A mandate in 2009 that prehospital helicopter transport of critically injured combat casualties occur in 60 minutes or less (golden hour policy) has resulted in a reduction in time between critical injury and definitive care for combat casualties in Afghanistan and an improvement in survival, according to a study published online by JAMA Surgery.
Minimizing time between critical injury and definitive care has long been a hallmark and metric of trauma systems, particularly in war, where devastating injuries result in death occurring predominantly before hospital arrival. In 2009, Secretary of Defense Robert M. Gates mandated a standard of 60 minutes or less, from call to arrival at the treatment facility, for prehospital helicopter transport of U.S. military casualties with critical injuries, cutting in half the previous goal of 2 hours.
Russ S. Kotwal, M.D., M.P.H., of the United States Army Institute of Surgical Research, Joint Base San Antonio-Ft. Sam Houston, and colleagues compared morbidity and mortality outcomes for casualties before vs after the mandate and for those who underwent prehospital helicopter transport in 60 minutes or less vs. more than 60 minutes. The analysis included battlefield data for 21,089 U.S. military casualties that occurred during the Afghanistan conflict from September 2001 to March 2014.
For the total casualty population, the percentage killed in action (16 percent [386 of 2,411] vs 9.9 percent [964 of 9,755]) and the case fatality rate ([CFR] 13.7 (469 of 3,429] vs 7.6 (1,344 of 17,660) were higher before vs. after the mandate, while the percentage died of wounds ([DOW] 4.1 percent vs 4.3 percent) remained unchanged. Decline in CFR after the mandate was associated with an increasing percentage of casualties transported in 60 minutes or less, with projected vs actual CFR equating to 359 lives saved.
Among 4,542 casualties with detailed data, there was a decrease in median transport time after the mandate (90 min vs 43 min) and an increase in missions achieving prehospital helicopter transport in 60 minutes or less (24.8 percent vs 75.2 percent). When adjusted for injury severity score and time period, the percentage killed in action was lower for those critically injured who received a blood transfusion and were transported in 60 minutes or less, while the percentage died of wounds was lower among those critically injured initially treated by combat support hospitals.

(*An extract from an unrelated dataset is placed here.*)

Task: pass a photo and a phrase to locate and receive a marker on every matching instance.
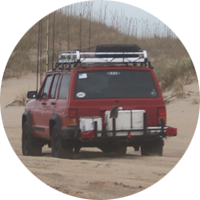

"In summary, as transport time decreased and capabilities increased, casualties who would previously have been in the killed in action mortality group survived outright or survived long enough that they shifted to the DOW mortality group, and casualties who would previously have been in the DOW mortality group were also surviving. Decreasing the time from injury to arrival at the treatment facility challenged the full measure of the trauma system with more critically injured casualties who then benefited from the care they received," the authors write.
Commentary: The Power of Advanced Capability and Informed Policy
"Reduction in the percentage killed in action following the 2009 policy change provides evidence of the effect of an enhanced capability during the 'golden hour' after injury," writes Todd E. Rasmussen, M.D., of the U.S. Combat Casualty Care Research Program, U.S. Army, Fort Detrick, Md.
"Although the notion of a golden hour is not new, this study assembled injury management data from the U.S. Department of Defense Trauma Registry, autopsy data from the Armed Forces Medical Examiner, and previously classified data pertaining to evacuation times to provide insight into what can be accomplished during this acute phase of care. Findings of a reduced percentage killed in action also confirm previous studies suggesting the effectiveness of point-of-injury care and the care provided by enhanced en route platforms."